Feature

CMS market stabilization efforts useless without subsidies


 

New final regulations designed to bring stability to the individual health insurance market may not matter if the White House follows through on a threat to kill subsidies paid to insurers to help reduce deductibles and other out-of-pocket costs for low-income patients.

The final rule from the Centers for Medicare & Medicaid Services grants a number of wishes sought by the insurance industry to help bring a level of predictability and flexibility when designing plans for the individual market.
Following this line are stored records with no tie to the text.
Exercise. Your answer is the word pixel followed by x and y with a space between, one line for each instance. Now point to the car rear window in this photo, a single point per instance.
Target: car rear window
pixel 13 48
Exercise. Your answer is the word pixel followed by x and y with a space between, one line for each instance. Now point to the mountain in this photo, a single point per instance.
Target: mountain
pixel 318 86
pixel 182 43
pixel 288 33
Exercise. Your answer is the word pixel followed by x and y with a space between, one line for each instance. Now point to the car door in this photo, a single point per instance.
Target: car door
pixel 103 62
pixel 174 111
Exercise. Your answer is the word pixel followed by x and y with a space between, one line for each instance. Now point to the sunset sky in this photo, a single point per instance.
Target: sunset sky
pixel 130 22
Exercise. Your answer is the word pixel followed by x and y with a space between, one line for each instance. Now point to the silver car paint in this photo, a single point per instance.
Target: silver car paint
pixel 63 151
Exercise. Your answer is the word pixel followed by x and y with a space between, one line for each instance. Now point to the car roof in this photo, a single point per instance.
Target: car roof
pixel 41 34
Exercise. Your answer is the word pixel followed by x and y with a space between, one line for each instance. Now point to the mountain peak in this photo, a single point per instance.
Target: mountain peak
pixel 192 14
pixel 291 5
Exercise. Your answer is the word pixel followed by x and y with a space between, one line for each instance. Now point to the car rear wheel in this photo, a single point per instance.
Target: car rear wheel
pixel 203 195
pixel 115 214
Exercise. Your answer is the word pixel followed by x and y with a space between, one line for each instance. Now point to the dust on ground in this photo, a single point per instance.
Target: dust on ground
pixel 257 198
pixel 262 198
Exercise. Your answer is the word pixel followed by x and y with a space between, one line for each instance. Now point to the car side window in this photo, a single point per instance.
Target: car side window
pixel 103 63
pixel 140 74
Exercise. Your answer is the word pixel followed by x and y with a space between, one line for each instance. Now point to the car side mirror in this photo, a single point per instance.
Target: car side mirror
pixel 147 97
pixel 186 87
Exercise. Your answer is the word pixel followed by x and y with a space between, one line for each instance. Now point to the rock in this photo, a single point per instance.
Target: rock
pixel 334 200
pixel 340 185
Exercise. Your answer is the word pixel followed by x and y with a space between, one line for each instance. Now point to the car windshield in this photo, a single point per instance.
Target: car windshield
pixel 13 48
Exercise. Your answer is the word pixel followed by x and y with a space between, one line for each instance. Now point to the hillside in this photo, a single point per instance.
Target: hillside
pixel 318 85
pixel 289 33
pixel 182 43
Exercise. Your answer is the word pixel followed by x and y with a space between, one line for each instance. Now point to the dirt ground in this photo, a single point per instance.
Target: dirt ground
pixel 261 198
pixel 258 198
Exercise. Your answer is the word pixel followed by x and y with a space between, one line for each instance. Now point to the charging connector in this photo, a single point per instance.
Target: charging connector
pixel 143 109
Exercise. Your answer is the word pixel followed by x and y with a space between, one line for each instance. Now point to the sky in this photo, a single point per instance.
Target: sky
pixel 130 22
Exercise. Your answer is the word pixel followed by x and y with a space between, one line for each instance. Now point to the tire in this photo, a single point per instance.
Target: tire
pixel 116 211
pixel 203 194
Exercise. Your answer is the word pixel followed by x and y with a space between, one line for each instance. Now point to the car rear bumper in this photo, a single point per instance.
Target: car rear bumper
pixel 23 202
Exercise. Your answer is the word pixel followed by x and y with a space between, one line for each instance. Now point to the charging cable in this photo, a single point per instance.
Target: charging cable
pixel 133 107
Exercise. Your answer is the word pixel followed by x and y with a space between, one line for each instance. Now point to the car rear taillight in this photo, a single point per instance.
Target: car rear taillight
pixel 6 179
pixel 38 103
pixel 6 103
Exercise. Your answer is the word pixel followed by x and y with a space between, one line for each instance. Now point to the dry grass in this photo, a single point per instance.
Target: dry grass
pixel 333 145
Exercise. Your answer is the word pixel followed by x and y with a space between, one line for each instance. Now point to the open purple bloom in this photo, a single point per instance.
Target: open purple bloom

Specifically, it does the following:

• Shortens the open enrollment period for the 2018 plan year to 6 weeks running from Nov. 1 to Dec. 15, so that open enrollment closely aligns with Medicare and other private insurance.

• Requires individuals to submit documentation when seeking coverage through a special enrollment period.

• Allows insurers to collect past-due premiums before issuing coverage for a future year.

• Provides more actuarial flexibility to allow for different plan designs.

• Returns network adequacy oversight to states.

The new rules are not expected to alter the existing market dynamic, according to Kelly Brantley, vice president at Avalere Health.

Stethoscope on dollar bills dndavis/Thinkstock

“I would say the rule is nominally helpful, but it’s really unlikely to persuade anyone, particularly those insurers who are already on their way out. I don’t think this a game-changer for them,” she said in an interview.

The American Medical Association, in comments to the CMS when the rule was proposed as a draft, said that if finalized, the rule “would raise premiums, out-of-pocket costs, or both for millions of moderate-income families and would make it more difficult for eligible individuals to enroll in health coverage and access needed care.”

The potential impact of these regulatory changes could be moot if President Trump makes good on his threat to withhold cost-sharing subsidies to insurers. The subsides already are the subject of a lawsuit brought by the House of Representatives against the Obama administration; they continue to be paid while the suit makes its way through the judicial process. President Trump has threatened to cut off the subsidies in an effort to force Congressional Democrats to the negotiating table regarding the repeal and replacement of the Affordable Care Act.

“My take on this is that the [market stabilization] rule as written is not likely to shift the market, really, in terms of access,” Ms. Brantley said. “The bigger question is whether the cost-sharing reductions are going to be paid. I think that has a bigger likelihood of influencing issuer participation and robustness of the market in 2018.”

Even with the changes made by the market stabilization rule, “there is still too much instability and uncertainty in this market,” Marilyn Tavenner, president and CEO of the industry group America’s Health Insurance Plans, said in a statement. “Most urgently, health plans and the consumers they serve need to know that funding for cost-sharing reduction subsidies will continue uninterrupted.”

Ms. Tavenner noted that without the subsidies, more plans are likely to drop out of the health insurance exchanges, leading to premium increases, and “doctors and hospitals will see even greater strains on their ability to care for people.”

The AMA, in an April 12 letter to President Trump, cosigned by America’s Health Insurance Plans, the American Academy of Family Physicians, the American Hospital Association, the Federation of American Hospitals, the American Benefits Council, the Blue Cross Blue Shield Association, and the U.S. Chamber of Commerce, stated that the “most critical action to help stabilize the individual market for 2017 and 2018 is to remove uncertainty about continued funding for cost sharing reductions.”

Ms. Brantley added that if the subsides were cut, “it makes it more challenging to bring any kind of money back into the system at a later point. I think it would be hard for those cost-sharing reductions to go away at this point and then ever come back, but I do think that it’s a possibility that that could happen.”

The CMS released the final rule April 13, 2017, and it is scheduled for publication in the Federal Register on April 18, 2017.